A mãe de Sofia, Rita, admite ter ficado “um bocadinho assustada”. “Quando disse a colegas e amigos meus que a Sofia ia estudar para a Tanzânia, chamaram-me maluca. É uma loucura uma mãe que gosta muito de uma filha deixá-la partir para um país a 25 horas de distância e na expectativa de ficar lá, pelo menos, dois anos”. A filha prefere relativizar a questão: “Enquanto europeus e portugueses alimentamos uma imagem de África que estagnou nas palavras dos avós” e que nem sempre corresponde à realidade. A mãe acaba por concordar: “A Tanzânia escolheu a Sofia e eu acredito que ela vai crescer imenso”.
Também para Sónia, mãe de Catarina, a notícia quanto ao colégio de destino caiu como uma bomba. “O dia em que me telefonaram a dizer que ela tinha sido selecionada para o colégio indiano foi muito complicado para mim. Comecei uma espécie de ‘luto’ de filha”, partilha.
Já para Catarina, “foi fantástico”. A jovem ilhavense diz que o UWC Mahindra, na Índia, “sempre foi um dos meus favoritos, apesar de os meus pais e restante família estarem um pouco reticentes devido aos estereótipos criados à volta deste país e pelo facto de ser tão longe”.
Ensino português “não lhes enche as medidas”
Alunos e famílias não escondem que esta vontade ir estudar para fora está relacionada com o crescimento pessoal, o ímpeto de conhecer novos mundos e viver experiências diferentes, mas também se deve a um certo descontentamento com o ensino português.
Para Sónia Semedo, mãe de Catarina, “em Portugal, o ensino é demasiado teórico e vive-se muito na sombra do exame e da média. Não se valoriza o conhecimento”. Rita Vizinho, mãe de Sofia, acrescenta que, por cá, “a escolha [quanto a uma única área de estudos] impõe-se-lhes numa altura em que boa parte deles ainda não sabe o que quer seguir”. Rita recorda-se que Sofia, “quando escolheu seguir artes visuais, ficou com pena de ter de abandonar algumas matérias das áreas das ciências ou da literatura”.

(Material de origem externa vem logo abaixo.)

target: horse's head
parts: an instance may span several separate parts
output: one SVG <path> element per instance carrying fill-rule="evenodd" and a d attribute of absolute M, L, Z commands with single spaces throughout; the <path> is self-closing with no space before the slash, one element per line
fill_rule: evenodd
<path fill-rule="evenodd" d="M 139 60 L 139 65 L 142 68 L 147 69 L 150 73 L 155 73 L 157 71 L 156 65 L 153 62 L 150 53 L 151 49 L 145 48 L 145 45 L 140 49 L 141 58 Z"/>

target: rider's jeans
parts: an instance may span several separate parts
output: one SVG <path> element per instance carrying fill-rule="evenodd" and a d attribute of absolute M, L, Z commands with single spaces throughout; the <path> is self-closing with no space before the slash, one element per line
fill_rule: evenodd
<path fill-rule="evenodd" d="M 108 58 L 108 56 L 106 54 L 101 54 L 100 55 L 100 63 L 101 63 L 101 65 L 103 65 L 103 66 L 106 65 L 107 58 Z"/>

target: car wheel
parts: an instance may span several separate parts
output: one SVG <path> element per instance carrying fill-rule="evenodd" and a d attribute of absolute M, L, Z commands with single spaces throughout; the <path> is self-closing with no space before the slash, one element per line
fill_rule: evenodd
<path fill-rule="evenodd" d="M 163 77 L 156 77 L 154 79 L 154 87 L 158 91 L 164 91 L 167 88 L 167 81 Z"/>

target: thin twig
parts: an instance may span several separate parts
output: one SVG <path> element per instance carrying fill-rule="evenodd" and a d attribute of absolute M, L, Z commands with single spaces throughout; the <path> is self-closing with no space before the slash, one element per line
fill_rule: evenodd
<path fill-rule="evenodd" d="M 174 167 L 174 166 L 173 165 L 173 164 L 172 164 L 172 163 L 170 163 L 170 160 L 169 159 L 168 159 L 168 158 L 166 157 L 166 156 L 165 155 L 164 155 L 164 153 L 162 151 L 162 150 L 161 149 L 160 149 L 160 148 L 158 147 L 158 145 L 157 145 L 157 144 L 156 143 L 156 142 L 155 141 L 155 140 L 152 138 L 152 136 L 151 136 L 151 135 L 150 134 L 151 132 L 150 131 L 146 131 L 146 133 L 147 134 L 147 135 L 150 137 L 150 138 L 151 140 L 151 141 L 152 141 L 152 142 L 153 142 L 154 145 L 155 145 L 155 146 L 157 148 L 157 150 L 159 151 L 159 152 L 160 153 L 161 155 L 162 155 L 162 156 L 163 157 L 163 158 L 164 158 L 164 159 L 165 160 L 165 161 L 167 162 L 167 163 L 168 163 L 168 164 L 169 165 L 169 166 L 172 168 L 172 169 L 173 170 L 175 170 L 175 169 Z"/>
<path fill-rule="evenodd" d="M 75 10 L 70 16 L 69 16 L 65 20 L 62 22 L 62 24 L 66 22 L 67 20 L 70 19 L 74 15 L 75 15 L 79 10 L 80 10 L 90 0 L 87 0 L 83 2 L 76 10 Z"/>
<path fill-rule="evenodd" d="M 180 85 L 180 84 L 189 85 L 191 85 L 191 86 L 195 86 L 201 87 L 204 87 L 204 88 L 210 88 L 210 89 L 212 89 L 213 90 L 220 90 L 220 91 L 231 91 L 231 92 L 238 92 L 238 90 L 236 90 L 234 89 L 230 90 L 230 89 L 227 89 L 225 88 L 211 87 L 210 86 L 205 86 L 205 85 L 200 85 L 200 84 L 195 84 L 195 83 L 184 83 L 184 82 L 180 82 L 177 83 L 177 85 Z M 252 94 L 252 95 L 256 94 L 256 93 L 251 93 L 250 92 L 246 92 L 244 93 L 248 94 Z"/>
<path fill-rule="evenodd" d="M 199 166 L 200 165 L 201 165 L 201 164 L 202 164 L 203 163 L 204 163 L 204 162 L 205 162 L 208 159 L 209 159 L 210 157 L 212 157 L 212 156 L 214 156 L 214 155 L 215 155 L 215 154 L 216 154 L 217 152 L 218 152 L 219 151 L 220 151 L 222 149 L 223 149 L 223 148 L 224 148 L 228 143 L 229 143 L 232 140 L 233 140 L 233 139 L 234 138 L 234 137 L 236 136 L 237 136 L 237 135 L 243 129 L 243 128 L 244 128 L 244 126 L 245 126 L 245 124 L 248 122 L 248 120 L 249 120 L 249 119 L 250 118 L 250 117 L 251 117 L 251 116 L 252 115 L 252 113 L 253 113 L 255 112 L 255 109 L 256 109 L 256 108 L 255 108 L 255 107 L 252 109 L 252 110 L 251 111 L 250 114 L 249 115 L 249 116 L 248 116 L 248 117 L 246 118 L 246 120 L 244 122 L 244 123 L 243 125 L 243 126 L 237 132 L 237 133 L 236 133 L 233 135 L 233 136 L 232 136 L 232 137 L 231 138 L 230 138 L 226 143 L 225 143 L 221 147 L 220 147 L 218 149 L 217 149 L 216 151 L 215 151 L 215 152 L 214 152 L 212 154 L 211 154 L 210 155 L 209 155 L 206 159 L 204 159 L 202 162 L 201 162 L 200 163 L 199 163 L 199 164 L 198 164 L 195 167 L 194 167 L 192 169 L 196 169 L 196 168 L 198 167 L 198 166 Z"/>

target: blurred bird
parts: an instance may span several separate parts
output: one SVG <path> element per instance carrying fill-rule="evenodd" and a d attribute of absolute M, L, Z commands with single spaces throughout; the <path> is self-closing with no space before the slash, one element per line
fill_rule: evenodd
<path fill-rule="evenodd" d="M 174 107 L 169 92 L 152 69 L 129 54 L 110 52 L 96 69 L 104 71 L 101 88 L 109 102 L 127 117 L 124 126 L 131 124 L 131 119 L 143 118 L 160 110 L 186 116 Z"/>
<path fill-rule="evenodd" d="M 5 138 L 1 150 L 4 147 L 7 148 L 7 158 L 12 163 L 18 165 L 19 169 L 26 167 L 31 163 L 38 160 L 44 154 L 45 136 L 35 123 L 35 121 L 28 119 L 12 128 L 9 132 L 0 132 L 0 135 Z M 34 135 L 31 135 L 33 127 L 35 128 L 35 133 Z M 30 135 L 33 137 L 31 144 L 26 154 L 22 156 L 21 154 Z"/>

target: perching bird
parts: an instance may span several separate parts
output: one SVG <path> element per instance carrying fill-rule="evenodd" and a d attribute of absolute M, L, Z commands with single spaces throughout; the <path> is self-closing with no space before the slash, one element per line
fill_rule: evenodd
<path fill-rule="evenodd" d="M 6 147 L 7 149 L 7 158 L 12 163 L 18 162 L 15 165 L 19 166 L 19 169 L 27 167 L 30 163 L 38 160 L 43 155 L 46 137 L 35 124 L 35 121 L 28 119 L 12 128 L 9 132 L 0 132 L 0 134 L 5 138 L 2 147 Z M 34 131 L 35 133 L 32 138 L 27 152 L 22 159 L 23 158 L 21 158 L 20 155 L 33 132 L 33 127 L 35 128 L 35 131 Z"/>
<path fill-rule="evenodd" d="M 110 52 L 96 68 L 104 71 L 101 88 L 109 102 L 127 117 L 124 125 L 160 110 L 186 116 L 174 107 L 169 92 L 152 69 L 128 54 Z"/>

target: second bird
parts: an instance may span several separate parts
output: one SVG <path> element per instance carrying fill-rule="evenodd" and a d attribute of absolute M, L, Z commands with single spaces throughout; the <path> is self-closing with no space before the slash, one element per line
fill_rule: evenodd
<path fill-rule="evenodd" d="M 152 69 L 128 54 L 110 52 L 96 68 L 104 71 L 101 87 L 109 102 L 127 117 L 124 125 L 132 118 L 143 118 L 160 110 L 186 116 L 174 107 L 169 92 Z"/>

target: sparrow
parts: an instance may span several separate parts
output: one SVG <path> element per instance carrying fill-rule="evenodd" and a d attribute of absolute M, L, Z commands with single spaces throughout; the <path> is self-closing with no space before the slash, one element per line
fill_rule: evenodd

Esse é, aliás, outro dos grandes atrativos dos cursos UWC. O Bacharelato Internacional permite que, dentro de certas normas, sejam os alunos a selecionar as suas disciplinas.
Podem, por exemplo, conciliar economia e química ou história da arte e biologia. Sofia, que terminou o 11º ano na área de artes visuais na Escola Secundária José Estêvão, em Aveiro, pode agora abraçar matérias como a psicologia ou a sociologia. Já Catarina, que vem da área das ciências e tecnologias e completou o 11º ano na Escola Secundária Dr. João Carlos Celestino Gomes, em Ílhavo, vai somar à matemática, à biologia e à química, disciplinas como política global, teoria do conhecimento, literatura inglesa ou espanhola.
Dois anos de aventura e de saudades
Este será o mais longo período que Catarina e Sofia passam “fora do ninho”. E, para as famílias, estas primeiras semanas não estão a ser fáceis. Rita sabe que a filha “está num ambiente muito controlado, vigiada e bem acompanhada”, mas reconhece que “a saudade aperta”. “As tecnologias ajudam muito nas saudades”, afirma Sónia. “Quando vemos que ela está bem, nós também ficamos bem. E nos momentos em que ela estiver mal, seremos nós a ter que estar bem para lhe darmos força. Mesmo que seja complicado, mesmo que a distância custe”. Rita conclui: “Há que confiar que ela vai fazer um percurso muito bonito. Não dá para cortar as asas a uma andorinha quando ela quer voar”.
“Portugal será sempre uma opção em aberto”, admite Sofia. Também Catarina diz que “mais tarde ou mais cedo, acabarei por regressar”. Por mais voltas que o mundo dê, ou que elas deem ao mundo, acabarão por voltar a casa, ao ninho. Como as andorinhas.